I cannot answer for all immigrants, but in the case of Handsome Hombre*, his country of origin had very limited opportunities to work in his trade unless he was "connected". He was prevented from strengthening the economy of his native country because his identity was used to exclude him from "unions" and companies in cities.
In the United States, at least until very recently, employers did not care if you were black, white, brown, yellow or red. They did not care if you were Catholic, Protestant, Evangelical, Jew, Wican, Democrat, Republican or watched Sponge Bob reruns after work. They did not care if you were man, woman or other. They didn't care if you were tall, short, had six fingers or were legally blind. All they asked was "Can you do the job?**"
OK, it wasn't perfect that way. If you wanted to rise in management it helped if you graduated from the same University as the CEO and were a member of the same fraternity. But as a general rule, America was a meritocracy and that created opportunity that was denied elsewhere.
In American, all men who worked in the coal-mine were black and all men in the military bled red.
In India it MATTERS if you are Hindu, Muslim, Buddhist, Jainist, Sikh, Bengal or Tamil.
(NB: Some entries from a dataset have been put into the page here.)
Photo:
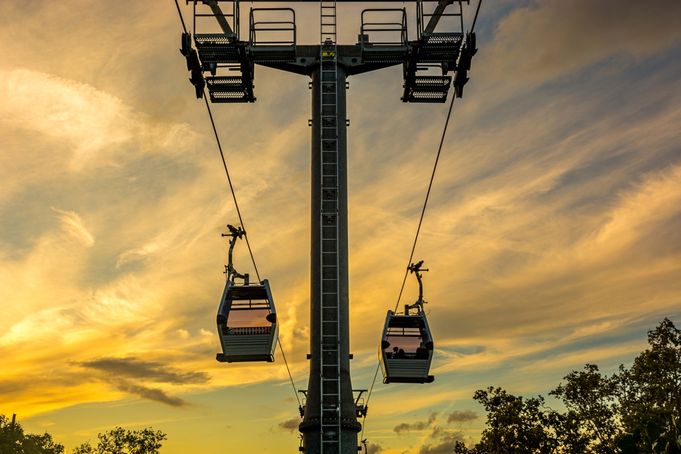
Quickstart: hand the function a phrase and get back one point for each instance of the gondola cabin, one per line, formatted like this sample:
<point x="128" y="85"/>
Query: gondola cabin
<point x="247" y="323"/>
<point x="406" y="349"/>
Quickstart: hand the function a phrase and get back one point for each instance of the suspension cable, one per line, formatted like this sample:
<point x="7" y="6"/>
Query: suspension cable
<point x="418" y="228"/>
<point x="236" y="204"/>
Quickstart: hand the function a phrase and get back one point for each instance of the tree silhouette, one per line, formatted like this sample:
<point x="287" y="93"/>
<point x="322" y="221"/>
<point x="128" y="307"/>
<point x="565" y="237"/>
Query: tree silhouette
<point x="13" y="440"/>
<point x="122" y="441"/>
<point x="634" y="411"/>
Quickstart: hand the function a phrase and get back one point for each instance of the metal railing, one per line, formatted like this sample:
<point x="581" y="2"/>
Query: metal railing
<point x="277" y="31"/>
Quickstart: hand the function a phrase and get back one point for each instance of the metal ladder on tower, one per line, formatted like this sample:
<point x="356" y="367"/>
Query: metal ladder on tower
<point x="330" y="317"/>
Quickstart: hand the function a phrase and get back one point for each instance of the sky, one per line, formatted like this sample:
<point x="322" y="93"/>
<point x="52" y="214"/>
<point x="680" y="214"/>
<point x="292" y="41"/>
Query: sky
<point x="553" y="231"/>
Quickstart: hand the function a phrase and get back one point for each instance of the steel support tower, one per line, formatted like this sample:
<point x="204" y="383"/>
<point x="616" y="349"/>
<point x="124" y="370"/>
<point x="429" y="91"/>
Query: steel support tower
<point x="330" y="417"/>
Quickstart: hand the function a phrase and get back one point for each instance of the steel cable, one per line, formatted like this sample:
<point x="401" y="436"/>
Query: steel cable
<point x="236" y="205"/>
<point x="418" y="229"/>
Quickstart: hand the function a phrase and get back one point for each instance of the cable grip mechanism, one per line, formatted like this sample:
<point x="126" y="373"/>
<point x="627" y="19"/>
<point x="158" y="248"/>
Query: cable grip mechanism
<point x="235" y="233"/>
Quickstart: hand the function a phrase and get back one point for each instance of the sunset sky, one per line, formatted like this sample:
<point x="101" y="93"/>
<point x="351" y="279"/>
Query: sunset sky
<point x="553" y="233"/>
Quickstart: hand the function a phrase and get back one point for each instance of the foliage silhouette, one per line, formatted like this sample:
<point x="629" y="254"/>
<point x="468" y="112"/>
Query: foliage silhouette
<point x="122" y="441"/>
<point x="637" y="410"/>
<point x="13" y="440"/>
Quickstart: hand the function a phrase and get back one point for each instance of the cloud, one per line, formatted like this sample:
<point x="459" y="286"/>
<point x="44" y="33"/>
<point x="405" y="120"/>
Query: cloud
<point x="94" y="122"/>
<point x="132" y="367"/>
<point x="419" y="425"/>
<point x="374" y="448"/>
<point x="551" y="38"/>
<point x="290" y="425"/>
<point x="73" y="225"/>
<point x="154" y="394"/>
<point x="461" y="416"/>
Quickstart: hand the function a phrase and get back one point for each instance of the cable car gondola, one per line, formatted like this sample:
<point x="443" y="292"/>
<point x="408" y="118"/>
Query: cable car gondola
<point x="247" y="319"/>
<point x="407" y="344"/>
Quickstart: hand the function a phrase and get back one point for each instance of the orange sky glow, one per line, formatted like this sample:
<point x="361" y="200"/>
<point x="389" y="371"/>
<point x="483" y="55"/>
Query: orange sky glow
<point x="553" y="233"/>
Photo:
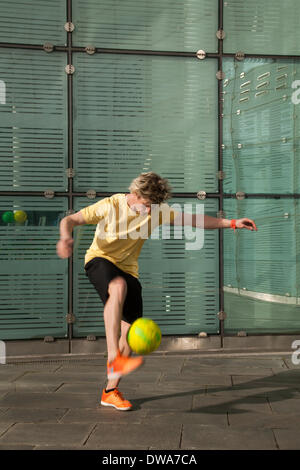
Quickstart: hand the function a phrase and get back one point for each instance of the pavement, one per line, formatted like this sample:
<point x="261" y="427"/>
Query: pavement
<point x="187" y="401"/>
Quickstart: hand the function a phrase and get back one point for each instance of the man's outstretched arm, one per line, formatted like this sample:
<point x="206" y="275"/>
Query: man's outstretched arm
<point x="208" y="222"/>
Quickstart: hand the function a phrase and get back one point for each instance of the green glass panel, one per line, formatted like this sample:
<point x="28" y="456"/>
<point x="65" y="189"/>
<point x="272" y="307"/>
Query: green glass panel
<point x="33" y="22"/>
<point x="261" y="126"/>
<point x="136" y="113"/>
<point x="256" y="27"/>
<point x="179" y="285"/>
<point x="33" y="279"/>
<point x="33" y="129"/>
<point x="173" y="25"/>
<point x="261" y="269"/>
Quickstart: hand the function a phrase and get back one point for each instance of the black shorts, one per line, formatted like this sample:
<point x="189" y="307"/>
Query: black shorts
<point x="101" y="271"/>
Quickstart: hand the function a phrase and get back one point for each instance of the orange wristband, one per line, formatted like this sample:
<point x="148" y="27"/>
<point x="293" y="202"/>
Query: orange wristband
<point x="233" y="224"/>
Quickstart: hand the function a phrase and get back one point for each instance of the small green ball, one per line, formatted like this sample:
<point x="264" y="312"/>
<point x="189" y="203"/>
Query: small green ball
<point x="8" y="217"/>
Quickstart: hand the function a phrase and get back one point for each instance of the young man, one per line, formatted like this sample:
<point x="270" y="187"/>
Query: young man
<point x="124" y="222"/>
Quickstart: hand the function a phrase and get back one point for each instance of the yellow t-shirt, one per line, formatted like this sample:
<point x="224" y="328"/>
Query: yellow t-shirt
<point x="121" y="232"/>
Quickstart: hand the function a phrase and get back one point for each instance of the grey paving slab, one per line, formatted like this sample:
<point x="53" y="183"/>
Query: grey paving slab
<point x="47" y="434"/>
<point x="197" y="378"/>
<point x="230" y="397"/>
<point x="288" y="439"/>
<point x="245" y="391"/>
<point x="16" y="447"/>
<point x="196" y="436"/>
<point x="263" y="420"/>
<point x="105" y="435"/>
<point x="32" y="415"/>
<point x="9" y="375"/>
<point x="49" y="400"/>
<point x="71" y="375"/>
<point x="208" y="404"/>
<point x="87" y="388"/>
<point x="248" y="362"/>
<point x="280" y="404"/>
<point x="173" y="401"/>
<point x="156" y="416"/>
<point x="6" y="386"/>
<point x="4" y="426"/>
<point x="103" y="414"/>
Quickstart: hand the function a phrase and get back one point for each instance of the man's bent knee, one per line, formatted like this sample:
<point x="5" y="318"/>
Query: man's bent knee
<point x="118" y="285"/>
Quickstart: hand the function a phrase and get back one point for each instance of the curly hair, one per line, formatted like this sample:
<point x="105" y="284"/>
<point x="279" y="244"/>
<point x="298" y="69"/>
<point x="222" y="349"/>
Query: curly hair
<point x="151" y="186"/>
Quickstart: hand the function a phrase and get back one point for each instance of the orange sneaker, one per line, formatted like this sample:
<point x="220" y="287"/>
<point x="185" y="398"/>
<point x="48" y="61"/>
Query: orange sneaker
<point x="115" y="399"/>
<point x="122" y="365"/>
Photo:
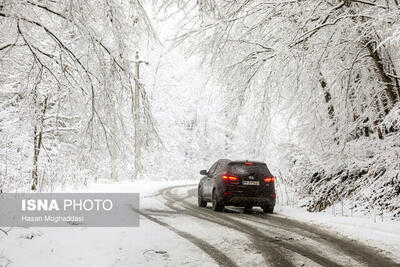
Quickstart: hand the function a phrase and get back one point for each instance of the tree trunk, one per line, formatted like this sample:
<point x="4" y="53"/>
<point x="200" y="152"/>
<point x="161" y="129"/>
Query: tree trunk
<point x="37" y="143"/>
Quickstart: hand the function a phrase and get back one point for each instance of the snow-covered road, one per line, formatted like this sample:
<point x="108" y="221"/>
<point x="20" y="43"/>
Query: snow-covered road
<point x="175" y="232"/>
<point x="234" y="238"/>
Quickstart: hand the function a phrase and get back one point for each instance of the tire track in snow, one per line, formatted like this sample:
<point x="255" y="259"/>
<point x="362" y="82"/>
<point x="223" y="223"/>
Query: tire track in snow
<point x="260" y="239"/>
<point x="361" y="253"/>
<point x="213" y="252"/>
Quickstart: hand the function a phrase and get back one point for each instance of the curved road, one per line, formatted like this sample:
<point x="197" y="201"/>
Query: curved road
<point x="256" y="238"/>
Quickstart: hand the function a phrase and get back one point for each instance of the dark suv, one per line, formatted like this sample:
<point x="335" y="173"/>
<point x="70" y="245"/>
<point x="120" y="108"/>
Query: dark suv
<point x="237" y="183"/>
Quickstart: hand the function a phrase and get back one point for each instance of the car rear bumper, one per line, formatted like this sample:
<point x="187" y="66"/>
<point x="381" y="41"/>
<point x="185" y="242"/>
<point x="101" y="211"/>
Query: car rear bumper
<point x="238" y="200"/>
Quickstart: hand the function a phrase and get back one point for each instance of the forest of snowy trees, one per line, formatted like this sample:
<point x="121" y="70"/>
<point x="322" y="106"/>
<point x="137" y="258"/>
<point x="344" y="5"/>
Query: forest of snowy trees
<point x="310" y="87"/>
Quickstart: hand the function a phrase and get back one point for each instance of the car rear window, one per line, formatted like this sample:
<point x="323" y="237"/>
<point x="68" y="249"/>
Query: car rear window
<point x="242" y="169"/>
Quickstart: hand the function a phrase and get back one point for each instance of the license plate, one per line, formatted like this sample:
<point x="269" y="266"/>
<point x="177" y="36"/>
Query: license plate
<point x="251" y="183"/>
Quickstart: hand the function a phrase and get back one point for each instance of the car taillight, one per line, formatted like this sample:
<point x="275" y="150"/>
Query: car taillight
<point x="229" y="178"/>
<point x="269" y="179"/>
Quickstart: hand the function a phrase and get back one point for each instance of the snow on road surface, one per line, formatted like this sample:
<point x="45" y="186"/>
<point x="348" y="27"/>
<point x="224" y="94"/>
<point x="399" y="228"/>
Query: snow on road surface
<point x="173" y="231"/>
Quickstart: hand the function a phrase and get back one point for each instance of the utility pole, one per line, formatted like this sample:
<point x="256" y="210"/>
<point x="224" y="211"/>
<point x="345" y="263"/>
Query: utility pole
<point x="137" y="117"/>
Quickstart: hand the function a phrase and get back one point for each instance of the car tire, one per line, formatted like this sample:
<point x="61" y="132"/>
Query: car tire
<point x="268" y="209"/>
<point x="201" y="202"/>
<point x="217" y="206"/>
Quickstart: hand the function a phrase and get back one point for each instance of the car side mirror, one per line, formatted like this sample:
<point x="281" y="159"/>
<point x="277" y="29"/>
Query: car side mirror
<point x="203" y="172"/>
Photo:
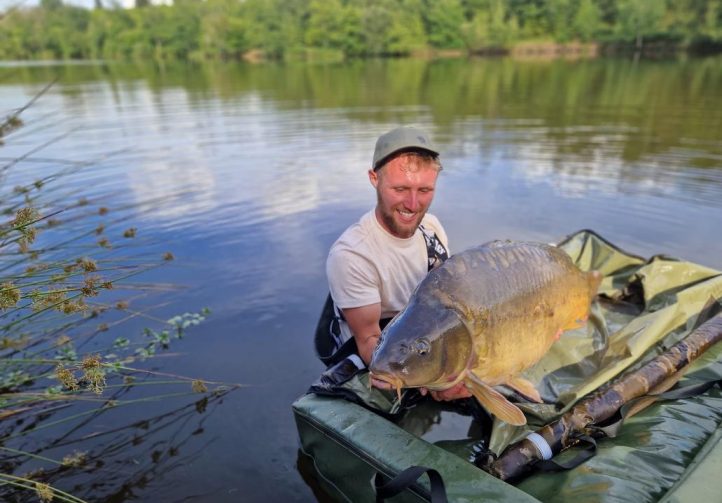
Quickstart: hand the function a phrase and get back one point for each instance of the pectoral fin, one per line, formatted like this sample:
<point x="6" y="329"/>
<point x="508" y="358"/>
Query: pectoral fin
<point x="495" y="402"/>
<point x="525" y="388"/>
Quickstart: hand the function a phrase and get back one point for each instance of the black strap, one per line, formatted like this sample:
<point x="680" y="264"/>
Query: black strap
<point x="435" y="249"/>
<point x="407" y="478"/>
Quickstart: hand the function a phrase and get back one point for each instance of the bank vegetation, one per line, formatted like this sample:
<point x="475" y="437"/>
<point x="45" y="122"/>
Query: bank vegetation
<point x="339" y="29"/>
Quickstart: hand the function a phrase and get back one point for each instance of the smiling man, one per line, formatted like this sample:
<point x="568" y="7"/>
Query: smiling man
<point x="376" y="264"/>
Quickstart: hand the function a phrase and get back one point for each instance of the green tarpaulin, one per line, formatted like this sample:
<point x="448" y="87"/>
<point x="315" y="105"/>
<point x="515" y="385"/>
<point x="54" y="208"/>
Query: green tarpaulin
<point x="668" y="451"/>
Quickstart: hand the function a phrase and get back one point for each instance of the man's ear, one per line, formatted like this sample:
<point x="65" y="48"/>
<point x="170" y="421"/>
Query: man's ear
<point x="374" y="178"/>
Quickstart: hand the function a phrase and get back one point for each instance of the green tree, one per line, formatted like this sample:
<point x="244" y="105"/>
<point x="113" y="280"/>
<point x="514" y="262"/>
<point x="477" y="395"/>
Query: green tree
<point x="639" y="19"/>
<point x="443" y="20"/>
<point x="587" y="21"/>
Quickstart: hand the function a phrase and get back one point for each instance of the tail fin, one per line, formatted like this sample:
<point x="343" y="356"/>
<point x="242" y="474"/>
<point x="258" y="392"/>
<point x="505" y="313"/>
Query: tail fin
<point x="594" y="278"/>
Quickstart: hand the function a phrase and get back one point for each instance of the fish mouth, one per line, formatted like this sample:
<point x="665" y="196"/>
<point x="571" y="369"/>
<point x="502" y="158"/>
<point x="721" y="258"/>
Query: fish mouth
<point x="394" y="381"/>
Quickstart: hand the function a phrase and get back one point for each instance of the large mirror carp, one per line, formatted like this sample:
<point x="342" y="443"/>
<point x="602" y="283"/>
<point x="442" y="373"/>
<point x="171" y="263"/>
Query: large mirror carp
<point x="483" y="317"/>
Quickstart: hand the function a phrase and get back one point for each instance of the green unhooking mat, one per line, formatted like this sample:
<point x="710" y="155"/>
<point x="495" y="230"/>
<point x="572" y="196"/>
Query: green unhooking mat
<point x="666" y="452"/>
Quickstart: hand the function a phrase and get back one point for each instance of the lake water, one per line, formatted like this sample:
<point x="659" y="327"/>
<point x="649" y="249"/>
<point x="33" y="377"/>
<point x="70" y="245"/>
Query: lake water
<point x="248" y="173"/>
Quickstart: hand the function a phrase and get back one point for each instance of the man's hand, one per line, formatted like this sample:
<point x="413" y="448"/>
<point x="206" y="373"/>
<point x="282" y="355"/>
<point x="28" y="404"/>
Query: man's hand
<point x="454" y="393"/>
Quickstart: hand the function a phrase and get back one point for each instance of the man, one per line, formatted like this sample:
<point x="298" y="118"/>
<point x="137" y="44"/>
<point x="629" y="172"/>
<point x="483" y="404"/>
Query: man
<point x="376" y="264"/>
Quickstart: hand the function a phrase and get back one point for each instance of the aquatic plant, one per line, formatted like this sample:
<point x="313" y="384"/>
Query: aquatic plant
<point x="67" y="356"/>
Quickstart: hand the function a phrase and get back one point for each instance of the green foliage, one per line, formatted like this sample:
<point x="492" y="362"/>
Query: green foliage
<point x="325" y="29"/>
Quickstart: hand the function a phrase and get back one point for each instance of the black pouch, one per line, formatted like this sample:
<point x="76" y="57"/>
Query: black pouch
<point x="349" y="379"/>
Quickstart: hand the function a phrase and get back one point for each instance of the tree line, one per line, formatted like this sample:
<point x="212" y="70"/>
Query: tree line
<point x="323" y="29"/>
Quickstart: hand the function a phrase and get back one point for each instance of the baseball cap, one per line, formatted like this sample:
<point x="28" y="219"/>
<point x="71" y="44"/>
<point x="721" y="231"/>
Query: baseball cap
<point x="402" y="139"/>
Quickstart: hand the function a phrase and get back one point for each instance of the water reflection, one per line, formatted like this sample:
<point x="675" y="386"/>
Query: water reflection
<point x="251" y="171"/>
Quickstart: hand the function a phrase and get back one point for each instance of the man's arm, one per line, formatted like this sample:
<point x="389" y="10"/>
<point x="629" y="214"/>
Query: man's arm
<point x="364" y="324"/>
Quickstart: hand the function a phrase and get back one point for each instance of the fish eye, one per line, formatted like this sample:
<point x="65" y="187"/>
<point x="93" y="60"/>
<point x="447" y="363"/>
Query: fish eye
<point x="422" y="346"/>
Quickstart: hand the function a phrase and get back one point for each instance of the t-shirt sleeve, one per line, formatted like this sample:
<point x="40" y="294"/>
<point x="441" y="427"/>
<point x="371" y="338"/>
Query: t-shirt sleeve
<point x="352" y="280"/>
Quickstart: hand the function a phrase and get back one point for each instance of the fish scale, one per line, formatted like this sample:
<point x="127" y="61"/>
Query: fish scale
<point x="483" y="317"/>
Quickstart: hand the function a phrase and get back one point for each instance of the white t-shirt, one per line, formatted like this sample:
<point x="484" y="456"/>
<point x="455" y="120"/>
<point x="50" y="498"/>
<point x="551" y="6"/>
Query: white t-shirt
<point x="367" y="265"/>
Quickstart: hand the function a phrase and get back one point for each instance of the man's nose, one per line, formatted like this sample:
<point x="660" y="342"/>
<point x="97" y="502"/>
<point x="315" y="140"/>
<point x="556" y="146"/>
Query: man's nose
<point x="412" y="201"/>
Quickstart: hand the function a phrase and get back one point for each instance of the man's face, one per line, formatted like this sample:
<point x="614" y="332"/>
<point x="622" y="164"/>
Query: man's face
<point x="404" y="187"/>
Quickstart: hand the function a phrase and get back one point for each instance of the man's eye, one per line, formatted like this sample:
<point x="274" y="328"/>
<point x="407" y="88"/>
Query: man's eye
<point x="422" y="346"/>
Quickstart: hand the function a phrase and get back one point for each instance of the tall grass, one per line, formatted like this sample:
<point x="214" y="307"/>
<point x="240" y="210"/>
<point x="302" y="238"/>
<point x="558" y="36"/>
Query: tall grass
<point x="75" y="386"/>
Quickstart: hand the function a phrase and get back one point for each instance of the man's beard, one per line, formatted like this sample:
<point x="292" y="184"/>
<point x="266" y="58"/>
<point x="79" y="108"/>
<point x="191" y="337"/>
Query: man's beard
<point x="391" y="224"/>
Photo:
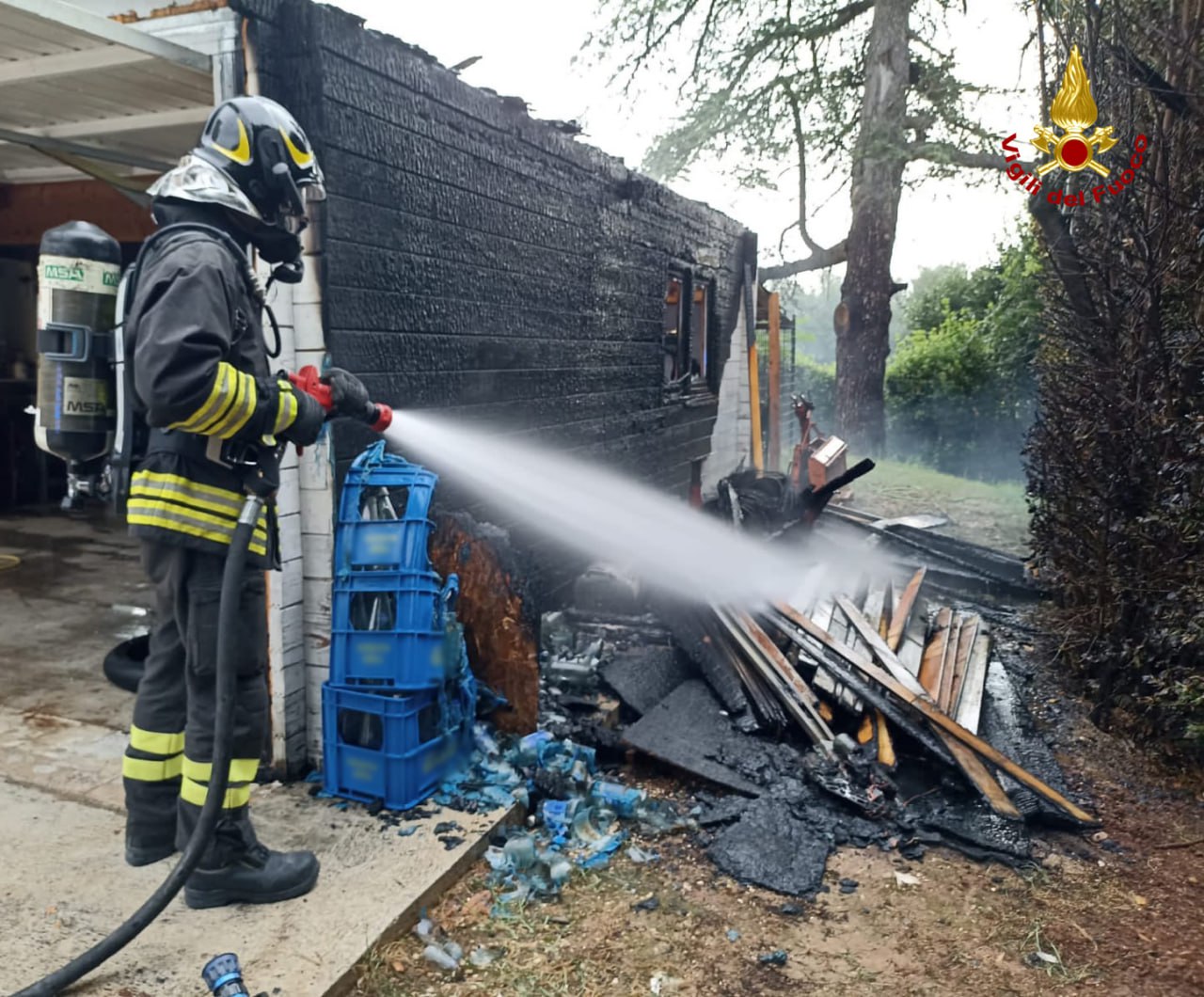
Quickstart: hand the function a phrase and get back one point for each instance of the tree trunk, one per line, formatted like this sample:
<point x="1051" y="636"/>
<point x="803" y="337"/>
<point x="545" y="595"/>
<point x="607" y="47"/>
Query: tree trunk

Your caste matters and so does your province of origin.
In Syria or Iraq, it matters if you are Sunni, Shia, Druze, Christian or atheist.
In Central America, the city you were born in and your "family" matter.
Even in Ireland, it still matters if you are Catholic or Proddy.
The Tragedy
The tragedy is that powerful forces are working to turn the United States into India by making identity politics pervasive. "Jew", "Redneck", "Trailer park trash", "Bible thumper", "Native American", "Xenophobe", "Islamaphobe", "Trans-phobe", "Cis-male", blah, blah, blah...
Identity first, and then merit if it gets discussed at all.
The Legal System
You can ask "What made America unique?"
America's legal system evolved from English Common Law while the legal systems in most other countries are either much more corrupt or are unholy hybrids of native systems and English Common Law.
Given the corruptness of the courts in places like Haiti where one parcel of property can have six owners, businesses do not become corporations but remain either family-businesses or have extremely narrow hiring criteria. It is an adaptive response to a partisan, rapacious and corrupt legal system.
*Applause for Handsome Hombre. He was recently sworn-in as a US citizen along with about 200 other legal immigrants. He is very, very proud of his new country.
Among the proudest American citizens you will ever meet are first-generation citizens who actually lived in countries where the game was totally rigged against the common man. And that would be most of the countries in the world.
Incidentally, the Judge who presided over the swearing in was Chief Judge Hala Y. Jarbou, herself a naturalized US citizen who was a member of a persecuted, religious minority in her country of birth. Her speech to the assembly was inspiring.
**I supervised a quality inspector who was legally blind. He found as many defects as inspectors with "normal" eyesight and inspectors who were down-line of him did not catch any more "leakers" than for other inspectors. Even though he was legally-blind, he was not discriminated against.
He would even have been allowed to drive vehicles as long as he had a valid Michigan Driver's License. But since Michigan's S-o-S doesn't issue Driver's Licenses to blind people, that never became an issue.